La normalización del contenido sexualizado en redes sociales ha abierto un nuevo frente de riesgo: TikTok se ha convertido en un punto de entrada hacia un mercado clandestino de pornografía infantil, donde se combinan vídeos de menores reales con imágenes generadas mediante inteligencia artificial para captar audiencia y derivarla a plataformas externas de pago. Investigaciones recientes revelan que esta dinámica se sostiene sobre fallos graves de moderación, vacíos legales en torno a la IA generativa y la capacidad de las redes criminales para monetizar incluso material sintético con apariencia infantil.
Cómo funciona el negocio oculto
Las cuentas detectadas operan con una lógica de “anzuelo y redirección”: publican en TikTok vídeos aparentemente “suaves” de niñas y adolescentes sexualizadas, muchas veces creadas con IA, que muestran cuerpos hiperfocalizados en pecho, glúteos o zona genital, con poses insinuantes y estética de erotización explícita. Aunque algunos de estos contenidos incluyen etiquetas de “contenido generado con IA”, rara vez se explicita qué herramientas se han usado o se advierte del carácter artificial de las imágenes, lo que genera confusión entre los usuarios y facilita su consumo como si se tratara de menores reales.
El segundo paso se produce en los comentarios, mensajes directos o enlaces en la biografía, donde los administradores invitan a los usuarios a trasladarse a otros espacios, como canales de Telegram, grupos cerrados o sitios web de “contenido exclusivo” que funcionan bajo suscripción o pago puntual. En esos entornos, según los investigadores, se ofrece material mucho más explícito que incluye desde imágenes generadas por IA con rasgos infantiles hasta vídeos robados o filtrados de menores reales, en algunos casos vinculados a situaciones de explotación sexual.
Fallos de moderación y obligaciones legales
El modelo descrito evidencia deficiencias en los sistemas de moderación de TikTok, que continúan permitiendo la circulación de contenido sexualizado de menores o de personajes que aparentan serlo, pese a las políticas internas que prohíben de forma expresa cualquier forma de explotación infantil. Bajo el marco de la Ley de Servicios Digitales (DSA) de la Unión Europea, plataformas de gran tamaño como TikTok están obligadas a identificar y mitigar riesgos sistémicos, entre ellos el abuso y la explotación sexual de menores, mediante herramientas de detección más robustas, auditorías independientes y mayor transparencia algorítmica.
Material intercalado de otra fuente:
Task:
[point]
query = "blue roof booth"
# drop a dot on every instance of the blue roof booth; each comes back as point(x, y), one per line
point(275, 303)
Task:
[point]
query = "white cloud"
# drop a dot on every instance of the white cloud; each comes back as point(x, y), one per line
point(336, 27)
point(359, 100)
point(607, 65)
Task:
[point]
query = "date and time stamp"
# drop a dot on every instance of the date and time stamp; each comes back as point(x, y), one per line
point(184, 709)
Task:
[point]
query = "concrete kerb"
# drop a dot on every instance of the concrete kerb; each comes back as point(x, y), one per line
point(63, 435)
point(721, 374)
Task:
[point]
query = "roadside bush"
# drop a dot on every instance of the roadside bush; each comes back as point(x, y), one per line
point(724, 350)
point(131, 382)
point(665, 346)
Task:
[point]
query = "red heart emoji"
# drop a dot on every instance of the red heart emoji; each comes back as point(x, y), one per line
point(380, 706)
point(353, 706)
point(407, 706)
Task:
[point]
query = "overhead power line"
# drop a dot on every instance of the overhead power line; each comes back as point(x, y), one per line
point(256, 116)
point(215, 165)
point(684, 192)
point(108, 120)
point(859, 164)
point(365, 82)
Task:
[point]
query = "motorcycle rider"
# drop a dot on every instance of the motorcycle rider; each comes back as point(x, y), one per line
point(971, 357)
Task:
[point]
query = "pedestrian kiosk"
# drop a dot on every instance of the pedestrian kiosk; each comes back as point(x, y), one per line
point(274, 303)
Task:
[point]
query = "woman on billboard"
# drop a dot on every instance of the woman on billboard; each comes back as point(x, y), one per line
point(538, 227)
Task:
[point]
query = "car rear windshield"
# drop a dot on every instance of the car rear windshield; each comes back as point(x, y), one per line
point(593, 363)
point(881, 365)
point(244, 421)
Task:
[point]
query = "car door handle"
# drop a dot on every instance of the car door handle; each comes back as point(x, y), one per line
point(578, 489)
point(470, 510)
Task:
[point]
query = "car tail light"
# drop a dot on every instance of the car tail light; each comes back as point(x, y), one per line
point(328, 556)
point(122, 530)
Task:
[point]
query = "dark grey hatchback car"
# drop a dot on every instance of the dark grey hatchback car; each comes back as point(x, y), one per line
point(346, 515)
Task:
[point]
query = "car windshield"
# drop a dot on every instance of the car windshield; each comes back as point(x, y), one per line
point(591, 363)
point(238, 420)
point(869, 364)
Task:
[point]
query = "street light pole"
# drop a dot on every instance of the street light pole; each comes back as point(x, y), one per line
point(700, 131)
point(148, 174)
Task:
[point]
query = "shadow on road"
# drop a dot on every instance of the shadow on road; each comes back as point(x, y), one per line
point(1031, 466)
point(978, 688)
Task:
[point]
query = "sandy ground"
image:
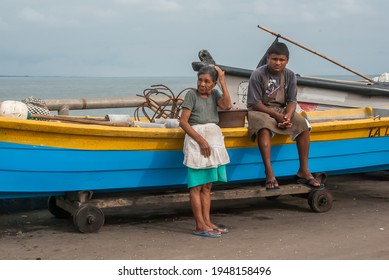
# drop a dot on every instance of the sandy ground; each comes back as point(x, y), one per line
point(357, 227)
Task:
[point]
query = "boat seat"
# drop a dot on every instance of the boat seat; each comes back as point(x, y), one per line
point(339, 115)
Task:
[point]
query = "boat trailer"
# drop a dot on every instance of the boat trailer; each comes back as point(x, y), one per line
point(85, 208)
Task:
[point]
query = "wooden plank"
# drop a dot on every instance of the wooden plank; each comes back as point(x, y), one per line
point(252, 191)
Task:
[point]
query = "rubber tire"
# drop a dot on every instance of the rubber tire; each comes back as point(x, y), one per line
point(88, 219)
point(320, 200)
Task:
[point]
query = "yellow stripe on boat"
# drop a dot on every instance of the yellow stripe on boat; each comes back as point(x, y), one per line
point(333, 125)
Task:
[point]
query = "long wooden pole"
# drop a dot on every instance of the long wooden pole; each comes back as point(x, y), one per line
point(80, 120)
point(312, 51)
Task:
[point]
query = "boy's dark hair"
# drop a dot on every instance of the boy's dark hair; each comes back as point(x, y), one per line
point(278, 48)
point(208, 69)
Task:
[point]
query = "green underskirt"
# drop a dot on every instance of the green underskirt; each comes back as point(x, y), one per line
point(198, 177)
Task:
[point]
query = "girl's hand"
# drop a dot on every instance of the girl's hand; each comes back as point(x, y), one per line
point(220, 72)
point(205, 149)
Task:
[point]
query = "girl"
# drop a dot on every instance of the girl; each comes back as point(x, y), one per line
point(204, 152)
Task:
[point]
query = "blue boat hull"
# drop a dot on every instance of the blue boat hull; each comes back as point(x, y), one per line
point(34, 171)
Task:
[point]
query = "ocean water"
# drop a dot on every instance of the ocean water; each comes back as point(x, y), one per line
point(19, 88)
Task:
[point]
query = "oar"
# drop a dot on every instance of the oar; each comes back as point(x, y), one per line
point(312, 51)
point(80, 120)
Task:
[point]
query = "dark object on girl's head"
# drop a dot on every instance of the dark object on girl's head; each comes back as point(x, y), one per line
point(278, 48)
point(208, 69)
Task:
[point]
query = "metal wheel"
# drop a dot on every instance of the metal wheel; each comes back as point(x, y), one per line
point(320, 200)
point(321, 177)
point(55, 210)
point(88, 219)
point(273, 197)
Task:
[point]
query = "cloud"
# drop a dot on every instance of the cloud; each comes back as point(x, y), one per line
point(311, 11)
point(152, 5)
point(34, 16)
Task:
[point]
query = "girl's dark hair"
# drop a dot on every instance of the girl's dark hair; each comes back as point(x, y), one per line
point(278, 48)
point(209, 70)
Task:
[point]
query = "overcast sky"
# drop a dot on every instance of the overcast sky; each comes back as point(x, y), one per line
point(120, 38)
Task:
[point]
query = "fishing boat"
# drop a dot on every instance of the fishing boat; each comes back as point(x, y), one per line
point(59, 158)
point(313, 93)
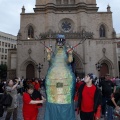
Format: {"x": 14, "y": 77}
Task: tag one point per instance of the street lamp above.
{"x": 98, "y": 66}
{"x": 39, "y": 67}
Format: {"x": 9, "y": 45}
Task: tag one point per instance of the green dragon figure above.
{"x": 60, "y": 83}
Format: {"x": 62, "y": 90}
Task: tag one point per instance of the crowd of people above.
{"x": 98, "y": 97}
{"x": 94, "y": 98}
{"x": 32, "y": 98}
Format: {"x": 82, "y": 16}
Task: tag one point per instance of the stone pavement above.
{"x": 40, "y": 115}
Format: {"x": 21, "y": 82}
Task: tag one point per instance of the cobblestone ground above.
{"x": 40, "y": 115}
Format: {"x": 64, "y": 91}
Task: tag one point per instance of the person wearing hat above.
{"x": 89, "y": 100}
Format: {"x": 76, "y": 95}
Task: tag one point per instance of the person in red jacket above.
{"x": 89, "y": 101}
{"x": 37, "y": 85}
{"x": 30, "y": 109}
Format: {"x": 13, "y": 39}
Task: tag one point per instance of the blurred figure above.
{"x": 30, "y": 109}
{"x": 108, "y": 88}
{"x": 89, "y": 101}
{"x": 37, "y": 85}
{"x": 1, "y": 87}
{"x": 112, "y": 105}
{"x": 11, "y": 89}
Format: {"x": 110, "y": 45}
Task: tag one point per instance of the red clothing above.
{"x": 88, "y": 98}
{"x": 78, "y": 85}
{"x": 77, "y": 88}
{"x": 37, "y": 86}
{"x": 30, "y": 111}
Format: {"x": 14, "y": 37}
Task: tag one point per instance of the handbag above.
{"x": 6, "y": 100}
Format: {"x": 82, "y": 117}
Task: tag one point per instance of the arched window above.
{"x": 104, "y": 69}
{"x": 30, "y": 71}
{"x": 30, "y": 32}
{"x": 72, "y": 1}
{"x": 65, "y": 2}
{"x": 102, "y": 31}
{"x": 58, "y": 2}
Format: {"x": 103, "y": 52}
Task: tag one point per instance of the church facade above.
{"x": 78, "y": 20}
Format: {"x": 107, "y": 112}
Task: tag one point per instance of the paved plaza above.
{"x": 40, "y": 115}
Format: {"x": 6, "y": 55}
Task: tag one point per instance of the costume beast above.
{"x": 60, "y": 83}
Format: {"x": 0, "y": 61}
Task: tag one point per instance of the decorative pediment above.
{"x": 68, "y": 35}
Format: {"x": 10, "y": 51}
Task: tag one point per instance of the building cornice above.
{"x": 51, "y": 6}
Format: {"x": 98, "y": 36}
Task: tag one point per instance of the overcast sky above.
{"x": 10, "y": 13}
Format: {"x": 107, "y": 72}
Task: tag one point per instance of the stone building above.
{"x": 7, "y": 41}
{"x": 74, "y": 19}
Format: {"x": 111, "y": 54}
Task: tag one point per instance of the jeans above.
{"x": 109, "y": 113}
{"x": 104, "y": 103}
{"x": 10, "y": 112}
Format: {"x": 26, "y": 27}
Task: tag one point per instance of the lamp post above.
{"x": 39, "y": 67}
{"x": 98, "y": 66}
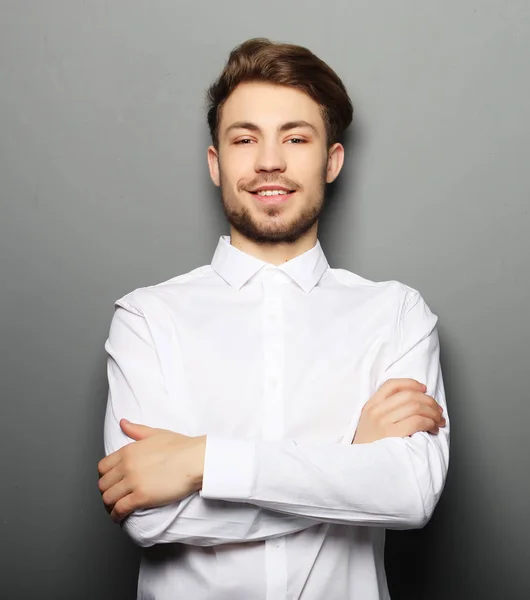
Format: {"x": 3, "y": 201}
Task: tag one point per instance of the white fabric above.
{"x": 274, "y": 365}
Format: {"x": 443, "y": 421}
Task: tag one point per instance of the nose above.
{"x": 270, "y": 158}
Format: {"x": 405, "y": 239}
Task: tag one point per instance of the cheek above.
{"x": 237, "y": 169}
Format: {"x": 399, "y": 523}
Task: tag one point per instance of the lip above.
{"x": 279, "y": 199}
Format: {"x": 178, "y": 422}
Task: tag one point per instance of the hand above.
{"x": 399, "y": 408}
{"x": 160, "y": 467}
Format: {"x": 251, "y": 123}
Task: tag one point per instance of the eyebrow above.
{"x": 283, "y": 128}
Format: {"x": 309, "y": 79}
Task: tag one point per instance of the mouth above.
{"x": 272, "y": 195}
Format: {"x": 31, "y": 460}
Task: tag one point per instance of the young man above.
{"x": 280, "y": 413}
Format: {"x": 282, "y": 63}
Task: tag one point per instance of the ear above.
{"x": 335, "y": 162}
{"x": 213, "y": 165}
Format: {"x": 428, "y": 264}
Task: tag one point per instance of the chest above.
{"x": 275, "y": 368}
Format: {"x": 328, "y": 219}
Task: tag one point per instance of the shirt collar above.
{"x": 237, "y": 267}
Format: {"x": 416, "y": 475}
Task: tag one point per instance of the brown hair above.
{"x": 260, "y": 60}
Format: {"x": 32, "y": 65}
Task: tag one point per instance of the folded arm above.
{"x": 393, "y": 482}
{"x": 138, "y": 392}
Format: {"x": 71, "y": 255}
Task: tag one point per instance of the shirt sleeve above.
{"x": 393, "y": 483}
{"x": 138, "y": 392}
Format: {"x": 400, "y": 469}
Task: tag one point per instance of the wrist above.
{"x": 198, "y": 473}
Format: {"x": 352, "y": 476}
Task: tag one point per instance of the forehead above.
{"x": 269, "y": 105}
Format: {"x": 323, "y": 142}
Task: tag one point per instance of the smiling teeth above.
{"x": 271, "y": 192}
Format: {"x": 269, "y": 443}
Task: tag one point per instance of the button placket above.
{"x": 273, "y": 352}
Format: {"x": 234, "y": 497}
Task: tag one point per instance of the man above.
{"x": 269, "y": 416}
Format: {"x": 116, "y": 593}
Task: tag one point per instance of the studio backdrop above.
{"x": 104, "y": 188}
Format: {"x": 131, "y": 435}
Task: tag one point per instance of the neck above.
{"x": 275, "y": 253}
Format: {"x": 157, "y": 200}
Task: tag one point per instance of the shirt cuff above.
{"x": 228, "y": 469}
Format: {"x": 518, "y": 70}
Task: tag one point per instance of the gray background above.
{"x": 104, "y": 188}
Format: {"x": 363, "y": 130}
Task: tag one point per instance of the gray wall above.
{"x": 104, "y": 188}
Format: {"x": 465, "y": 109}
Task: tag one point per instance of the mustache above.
{"x": 269, "y": 180}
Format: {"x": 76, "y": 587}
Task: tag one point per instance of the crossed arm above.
{"x": 255, "y": 490}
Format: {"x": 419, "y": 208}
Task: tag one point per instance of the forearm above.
{"x": 393, "y": 483}
{"x": 199, "y": 522}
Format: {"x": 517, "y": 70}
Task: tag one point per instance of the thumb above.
{"x": 136, "y": 431}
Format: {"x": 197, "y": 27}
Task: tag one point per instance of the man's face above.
{"x": 272, "y": 163}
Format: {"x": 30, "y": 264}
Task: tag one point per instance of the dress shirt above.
{"x": 274, "y": 364}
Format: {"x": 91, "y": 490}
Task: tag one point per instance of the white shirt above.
{"x": 274, "y": 365}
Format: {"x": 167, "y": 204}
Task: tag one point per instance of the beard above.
{"x": 272, "y": 229}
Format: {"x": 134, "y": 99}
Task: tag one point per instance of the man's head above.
{"x": 275, "y": 114}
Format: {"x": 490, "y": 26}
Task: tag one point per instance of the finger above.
{"x": 393, "y": 386}
{"x": 109, "y": 462}
{"x": 111, "y": 478}
{"x": 115, "y": 493}
{"x": 137, "y": 431}
{"x": 413, "y": 407}
{"x": 123, "y": 508}
{"x": 412, "y": 425}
Expertos en derecho digital señalan, además, que la pornografía infantil generada por IA plantea un desafío jurídico urgente: aunque no exista una víctima “real” en el sentido tradicional, las imágenes representan cuerpos infantilizados con finalidad sexual, lo que puede contribuir a la normalización del abuso y servir como puerta de entrada al consumo de material con víctimas reales. En este contexto, varias organizaciones reclaman que la legislación equipare el tratamiento penal de ciertas imágenes sintéticas a la pornografía infantil, cuando el contenido está claramente sexualizado y vinculado a la figura de menores.
Impacto en menores y usuarios
Las investigaciones sobre el uso de TikTok por parte de niños y adolescentes muestran que el algoritmo puede exponerlos, en pocos minutos, a contenidos que incluyen sexualización, autolesiones, violencia o estafas, incluso si no los buscan de forma directa. Dentro de esa dinámica, el contenido sexualizado de menores —reales o generados con IA— no solo los convierte en potenciales víctimas, sino que también alimenta una audiencia adulta que es dirigida hacia circuitos de explotación más explícitos.
Especialistas en protección de la infancia advierten que esta combinación de IA generativa, algoritmos de recomendación y modelos de monetización crea un ecosistema ideal para que redes delictivas prueben nuevas formas de captación y negocio, con un riesgo elevado de revictimización para menores cuyos vídeos han sido robados o manipulados. En respuesta, reclaman más recursos para las unidades policiales de cibercrimen, mejores mecanismos de denuncia accesibles para usuarios y familias, y campañas de alfabetización digital que permitan reconocer y reportar de inmediato este tipo de contenidos.